Telphusa retecta

Scientific classification
- Kingdom: Animalia
- Phylum: Arthropoda
- Clade: Pancrustacea
- Class: Insecta
- Order: Lepidoptera
- Family: Gelechiidae
- Genus: Telphusa
- Species: T. retecta
- Binomial name: Telphusa retecta Meyrick, 1921

= Telphusa retecta =

- Authority: Meyrick, 1921

Species of moth

Telphusa retecta is a moth of the family Gelechiidae first described by Edward Meyrick in 1921. It is found in South Africa.

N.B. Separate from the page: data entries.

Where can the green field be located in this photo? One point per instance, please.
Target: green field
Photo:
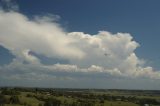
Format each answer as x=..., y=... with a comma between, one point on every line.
x=74, y=97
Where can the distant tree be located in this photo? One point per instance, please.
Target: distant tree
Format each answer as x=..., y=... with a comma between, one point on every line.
x=14, y=100
x=2, y=100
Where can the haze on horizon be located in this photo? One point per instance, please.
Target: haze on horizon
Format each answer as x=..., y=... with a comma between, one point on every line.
x=57, y=44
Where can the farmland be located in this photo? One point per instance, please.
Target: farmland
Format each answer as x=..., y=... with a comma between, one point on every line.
x=77, y=97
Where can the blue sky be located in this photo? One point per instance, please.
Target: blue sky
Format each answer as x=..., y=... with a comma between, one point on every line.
x=81, y=20
x=140, y=18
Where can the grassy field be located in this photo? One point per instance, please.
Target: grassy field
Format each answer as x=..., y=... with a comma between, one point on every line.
x=48, y=97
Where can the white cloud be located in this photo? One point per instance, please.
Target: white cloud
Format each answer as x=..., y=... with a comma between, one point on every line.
x=100, y=54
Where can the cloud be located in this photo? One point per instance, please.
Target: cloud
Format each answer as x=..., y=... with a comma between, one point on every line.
x=103, y=55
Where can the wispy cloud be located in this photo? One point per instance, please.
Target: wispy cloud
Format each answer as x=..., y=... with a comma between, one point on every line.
x=101, y=55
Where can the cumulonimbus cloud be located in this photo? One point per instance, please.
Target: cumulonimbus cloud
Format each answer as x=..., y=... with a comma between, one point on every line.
x=107, y=53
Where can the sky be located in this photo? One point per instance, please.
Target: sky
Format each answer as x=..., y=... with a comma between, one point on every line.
x=106, y=44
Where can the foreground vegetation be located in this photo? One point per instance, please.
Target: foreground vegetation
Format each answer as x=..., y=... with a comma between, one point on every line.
x=77, y=97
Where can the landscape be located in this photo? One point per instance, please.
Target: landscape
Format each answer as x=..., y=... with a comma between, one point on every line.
x=79, y=53
x=77, y=97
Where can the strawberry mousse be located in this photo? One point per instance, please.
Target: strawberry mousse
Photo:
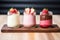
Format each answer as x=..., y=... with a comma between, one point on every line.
x=29, y=17
x=45, y=18
x=13, y=18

The wingspan is about 14 mm. The forewings are dark grey, slightly and irregularly speckled with whitish and with small blackish spots at and near the base on the costa, as well as a small white spot on the base of the dorsum, followed by an irregular semi-oval blackish blotch extending to about the middle of the dorsum, posteriorly suffused, and reaching more than halfway across the wing. A longitudinal streak of light brownish suffusion is found above this blotch and there is a blackish elongate mark on the costa before the middle, as well as a blackish oblique streak beneath this reaching to the middle of the wing, the extremity representing the first discal stigma, the plical stigma black, beneath this, edged posteriorly with whitish. The second discal stigma is black, edged laterally with whitish and forms the apex of a dark fuscous elongate-triangular blotch from the costa above it. The posterior part of the costa and upper part of the termen are obscurely spotted with whitish sprinkles, dark fuscous between the spots. The hindwings are grey, thinly scaled and pale in the disc anteriorly.